What are the weaknesses of the Combine-Iraq-Trends document?


  1. Stale Data: Violation of the "Near Real Time" Principle - the most recent data point in all of these charts is November 2006 so the trend series displayed is not as up to date (on January 10th when this data was presented) as one might wish.
  2. Overly long time frame between samples. Way too few samples. Having a total four samples, one year apart creates a trend table that is quite readable on an 8 by 11 sheet of paper. The price is dramatic loss of vital detail and can lead to seriously misleading conclusions.
  3. Data that was originally provided was Not Readily Reusable (RR). We were able to work our way around this barrier and create trend charts from the data, but it was costly in time and will serve as an impediment to further analysis of the data for most people most of the time.
  4. Missing Metrics, As we noted in an earlier post, there were many Iraq trend factors that Michael O'Hanlon considered important enough to include is his verbal testimony and in the logic of thinking through what those factors meant, but which did not appear in the attached table of 30 factors. Our view is that if a metric is important enough to mention and use for logical argument, it is imperative that the details of how that factor varies over time are provided for further review and analysis by interested parties.
  5. Quality of Metrics. As for the case of evaluating the Combine-Iraq-Trends document, all metrics, those that are in the table (and therefore charted) and those that are in the text must be evaluated against the quality criteria outlined by Anthony Cordesman as noted in:
    The Quarterly Report on “Measuring Stability and Security in Iraq:” Fact, Fallacy, and an Overall Grade of “F”How

What next steps could help things along and help us move closer to our goal of helping both ordinary citizens and decision makers gain a better understanding of the trends at work on the ground in Iraq?

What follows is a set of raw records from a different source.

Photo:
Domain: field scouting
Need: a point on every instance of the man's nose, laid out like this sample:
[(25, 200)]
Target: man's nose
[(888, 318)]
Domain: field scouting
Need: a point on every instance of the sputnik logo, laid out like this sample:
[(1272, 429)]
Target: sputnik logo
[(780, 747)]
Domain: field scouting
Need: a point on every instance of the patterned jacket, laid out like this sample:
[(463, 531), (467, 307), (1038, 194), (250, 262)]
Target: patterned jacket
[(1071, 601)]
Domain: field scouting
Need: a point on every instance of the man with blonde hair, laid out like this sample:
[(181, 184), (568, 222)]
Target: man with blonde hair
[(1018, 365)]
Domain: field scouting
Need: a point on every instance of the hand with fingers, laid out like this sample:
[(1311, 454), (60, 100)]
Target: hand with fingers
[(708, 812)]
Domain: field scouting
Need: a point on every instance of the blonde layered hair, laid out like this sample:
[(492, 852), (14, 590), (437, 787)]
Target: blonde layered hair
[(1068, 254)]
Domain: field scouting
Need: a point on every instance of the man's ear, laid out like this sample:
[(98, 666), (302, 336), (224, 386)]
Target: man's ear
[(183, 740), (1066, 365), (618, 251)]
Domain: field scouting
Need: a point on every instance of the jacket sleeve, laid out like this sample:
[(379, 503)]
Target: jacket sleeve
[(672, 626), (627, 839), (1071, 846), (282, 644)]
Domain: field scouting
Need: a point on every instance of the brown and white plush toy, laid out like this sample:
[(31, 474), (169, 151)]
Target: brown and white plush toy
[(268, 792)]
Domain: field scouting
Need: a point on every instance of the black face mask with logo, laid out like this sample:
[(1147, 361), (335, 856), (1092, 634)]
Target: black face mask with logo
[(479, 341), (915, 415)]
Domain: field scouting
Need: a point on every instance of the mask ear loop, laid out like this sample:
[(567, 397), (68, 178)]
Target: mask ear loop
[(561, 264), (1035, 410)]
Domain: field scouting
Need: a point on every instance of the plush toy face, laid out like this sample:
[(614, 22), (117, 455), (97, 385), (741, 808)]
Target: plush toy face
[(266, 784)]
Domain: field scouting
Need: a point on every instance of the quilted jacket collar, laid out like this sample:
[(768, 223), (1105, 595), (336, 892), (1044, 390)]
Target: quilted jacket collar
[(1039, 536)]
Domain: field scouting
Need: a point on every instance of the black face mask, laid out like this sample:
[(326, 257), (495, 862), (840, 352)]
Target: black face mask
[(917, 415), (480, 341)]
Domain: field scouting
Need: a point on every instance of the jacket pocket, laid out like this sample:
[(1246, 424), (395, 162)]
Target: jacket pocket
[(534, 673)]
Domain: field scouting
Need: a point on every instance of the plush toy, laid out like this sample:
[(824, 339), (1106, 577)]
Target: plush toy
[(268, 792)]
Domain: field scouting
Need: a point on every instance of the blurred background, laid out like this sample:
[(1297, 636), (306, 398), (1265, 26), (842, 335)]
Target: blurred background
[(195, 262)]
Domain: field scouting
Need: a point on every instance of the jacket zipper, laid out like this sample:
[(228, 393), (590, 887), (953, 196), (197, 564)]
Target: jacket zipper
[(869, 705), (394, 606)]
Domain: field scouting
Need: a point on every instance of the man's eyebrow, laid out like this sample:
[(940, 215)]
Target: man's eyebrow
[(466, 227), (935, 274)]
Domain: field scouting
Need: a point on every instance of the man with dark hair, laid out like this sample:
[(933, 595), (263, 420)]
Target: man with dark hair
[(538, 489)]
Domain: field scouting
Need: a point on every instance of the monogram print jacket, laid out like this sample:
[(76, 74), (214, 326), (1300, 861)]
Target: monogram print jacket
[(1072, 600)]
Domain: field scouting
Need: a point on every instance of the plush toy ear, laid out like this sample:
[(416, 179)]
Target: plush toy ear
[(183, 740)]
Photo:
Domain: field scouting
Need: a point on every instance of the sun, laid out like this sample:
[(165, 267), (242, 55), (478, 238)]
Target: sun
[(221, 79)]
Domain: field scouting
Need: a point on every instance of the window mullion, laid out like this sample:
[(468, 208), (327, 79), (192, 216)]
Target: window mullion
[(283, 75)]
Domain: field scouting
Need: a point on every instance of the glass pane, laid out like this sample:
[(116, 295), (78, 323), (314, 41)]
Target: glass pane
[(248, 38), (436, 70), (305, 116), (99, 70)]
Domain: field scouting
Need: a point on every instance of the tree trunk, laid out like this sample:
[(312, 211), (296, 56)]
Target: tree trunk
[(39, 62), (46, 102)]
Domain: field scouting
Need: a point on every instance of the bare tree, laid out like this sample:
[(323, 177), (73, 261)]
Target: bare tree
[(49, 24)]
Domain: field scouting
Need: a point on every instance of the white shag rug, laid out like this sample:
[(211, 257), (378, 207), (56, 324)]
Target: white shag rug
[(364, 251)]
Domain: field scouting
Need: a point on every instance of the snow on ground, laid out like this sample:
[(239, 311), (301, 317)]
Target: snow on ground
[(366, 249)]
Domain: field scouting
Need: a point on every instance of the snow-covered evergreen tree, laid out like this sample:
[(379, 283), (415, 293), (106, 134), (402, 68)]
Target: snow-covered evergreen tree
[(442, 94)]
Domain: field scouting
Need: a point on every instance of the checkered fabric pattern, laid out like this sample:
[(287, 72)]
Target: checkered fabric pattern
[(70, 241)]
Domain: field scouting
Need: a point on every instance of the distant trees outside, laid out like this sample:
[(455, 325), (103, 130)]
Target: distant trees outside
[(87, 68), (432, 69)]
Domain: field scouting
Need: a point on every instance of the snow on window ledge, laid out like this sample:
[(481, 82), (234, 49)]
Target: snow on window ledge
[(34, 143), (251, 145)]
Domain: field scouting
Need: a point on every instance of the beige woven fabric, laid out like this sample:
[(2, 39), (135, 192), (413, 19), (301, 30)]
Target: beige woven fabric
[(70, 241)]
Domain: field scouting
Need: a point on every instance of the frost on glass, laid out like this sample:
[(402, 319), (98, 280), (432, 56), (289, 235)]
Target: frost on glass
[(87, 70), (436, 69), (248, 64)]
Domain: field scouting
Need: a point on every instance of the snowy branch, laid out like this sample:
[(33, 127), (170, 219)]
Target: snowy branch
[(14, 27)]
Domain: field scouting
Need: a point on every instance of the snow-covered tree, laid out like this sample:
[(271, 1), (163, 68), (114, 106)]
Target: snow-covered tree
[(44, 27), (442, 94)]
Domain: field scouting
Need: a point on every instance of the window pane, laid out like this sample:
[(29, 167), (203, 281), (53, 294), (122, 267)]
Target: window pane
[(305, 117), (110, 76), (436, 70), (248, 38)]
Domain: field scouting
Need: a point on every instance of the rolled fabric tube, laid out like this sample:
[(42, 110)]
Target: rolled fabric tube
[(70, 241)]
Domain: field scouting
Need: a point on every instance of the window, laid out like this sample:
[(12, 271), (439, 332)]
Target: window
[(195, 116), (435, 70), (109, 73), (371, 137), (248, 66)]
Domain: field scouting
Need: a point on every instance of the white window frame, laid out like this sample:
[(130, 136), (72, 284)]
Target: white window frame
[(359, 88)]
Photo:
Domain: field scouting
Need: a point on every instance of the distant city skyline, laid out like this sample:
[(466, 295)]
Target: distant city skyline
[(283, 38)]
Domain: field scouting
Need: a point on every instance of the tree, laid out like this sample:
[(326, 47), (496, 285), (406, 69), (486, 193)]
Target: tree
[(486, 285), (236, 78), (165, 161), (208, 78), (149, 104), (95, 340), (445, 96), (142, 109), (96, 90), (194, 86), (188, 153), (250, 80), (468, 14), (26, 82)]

Answer: We've made some progress, but in many ways we have only just begun. Below, I outline some steps I am planning to take with the goal of taking this up to the next level. If you can assist in any way, I would be pleased to hear from you.

  1. Continue to harvest and grow our list of missing metrics and invisible indicators, for example by close examination of Dept of Defense quarterly report or the many writings of Anthony Cordesman on the subject.
  2. Create a single composite list of all the factors for which we do not yet have trend data or trend charts but which we think would further aid our understanding if they were to be made available.
  3. Make inquiries to the original sources to see if the raw trend data for the key factors that have been identified can be made available for further use, ideally in a readily-reusable form to begin with.